What will people remember about you after you’re gone? Friends and family will have personal memories of course, but for many people the last legacy comes in the form of an obituary. “Obit,” a new documentary goes deep into how newspaper epitaphs are written at The New York Times.
Deadly boring? Not by a long shot. It’s a fascinating and funny look at obituarists and the work they do. We’re introduced to the department’s editor, William McDonald, writers Margalit Fox, William Grimes, Paul Vitello, Paul Weber and the inadvertent star of the show, the wryly-hilarious morgue archivist Jeff Roth.
We watch as they decide on who will be included in the exclusive NYT obit page, how much space the dearly departed get—some legacies are whittled down to 600 words, others splayed out across multiple pages—and how they garner information. It’s an old fashioned process; phone calls are made to relatives, handwritten notes are taken. Sometimes mistakes are made, but just as often, as one of the writers notes, “I tend to fall in love with the people I write about.” Most importantly we learn the obits are meant to honour lives lived, not dwell on death.

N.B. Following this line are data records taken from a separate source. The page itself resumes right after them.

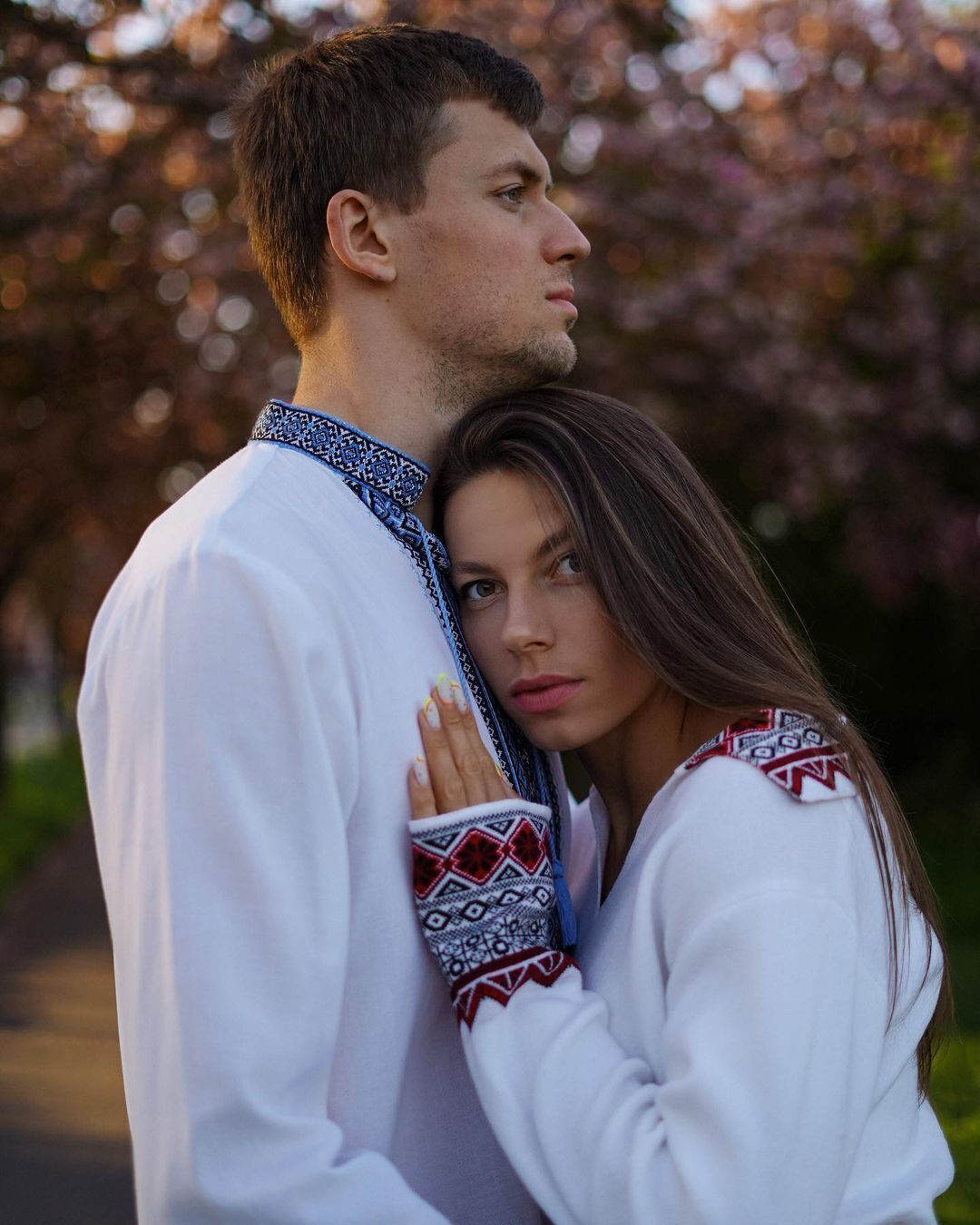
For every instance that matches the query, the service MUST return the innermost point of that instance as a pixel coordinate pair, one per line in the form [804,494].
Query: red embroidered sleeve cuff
[485,897]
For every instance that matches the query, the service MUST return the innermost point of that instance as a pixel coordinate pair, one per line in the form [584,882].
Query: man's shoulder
[262,505]
[266,520]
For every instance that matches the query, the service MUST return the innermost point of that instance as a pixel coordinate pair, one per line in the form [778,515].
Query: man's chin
[544,360]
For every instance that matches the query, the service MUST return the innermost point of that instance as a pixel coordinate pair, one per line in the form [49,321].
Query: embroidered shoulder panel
[485,893]
[789,749]
[374,463]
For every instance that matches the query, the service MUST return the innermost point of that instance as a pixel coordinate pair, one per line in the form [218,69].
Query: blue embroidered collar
[342,446]
[389,483]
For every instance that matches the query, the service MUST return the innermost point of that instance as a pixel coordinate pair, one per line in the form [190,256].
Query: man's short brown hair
[360,111]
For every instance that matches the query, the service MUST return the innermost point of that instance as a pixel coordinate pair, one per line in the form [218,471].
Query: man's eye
[569,565]
[478,591]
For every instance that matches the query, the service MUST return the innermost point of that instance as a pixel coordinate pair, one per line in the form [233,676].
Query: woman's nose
[527,627]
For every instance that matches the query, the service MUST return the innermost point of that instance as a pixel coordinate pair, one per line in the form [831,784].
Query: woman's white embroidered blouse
[721,1049]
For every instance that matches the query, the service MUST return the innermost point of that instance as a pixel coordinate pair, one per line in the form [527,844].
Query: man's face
[483,263]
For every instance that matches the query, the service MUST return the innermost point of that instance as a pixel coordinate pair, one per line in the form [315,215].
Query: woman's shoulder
[767,805]
[787,748]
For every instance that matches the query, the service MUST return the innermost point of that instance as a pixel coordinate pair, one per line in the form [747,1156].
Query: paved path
[64,1142]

There isn’t much in the way of narrative—this is more of a slice of life doc—but it does celebrate those no longer with us as much as it does the journalists who write the stories. Take for instance the case of John Fairfax. His claim to fame—he was the first person to cross do a solo crossing of the Atlantic in a rowboat—was just the beginning of his unbelievable life. We’re told he settled a dispute with a pistol at age nine, travelled the Amazon jungle as a teen and once apprenticed to be a pirate.
That’s a hell of a story and “Obit” tells it well, offering a lively look at the men and women who handcraft tales for people whose voices have been silenced.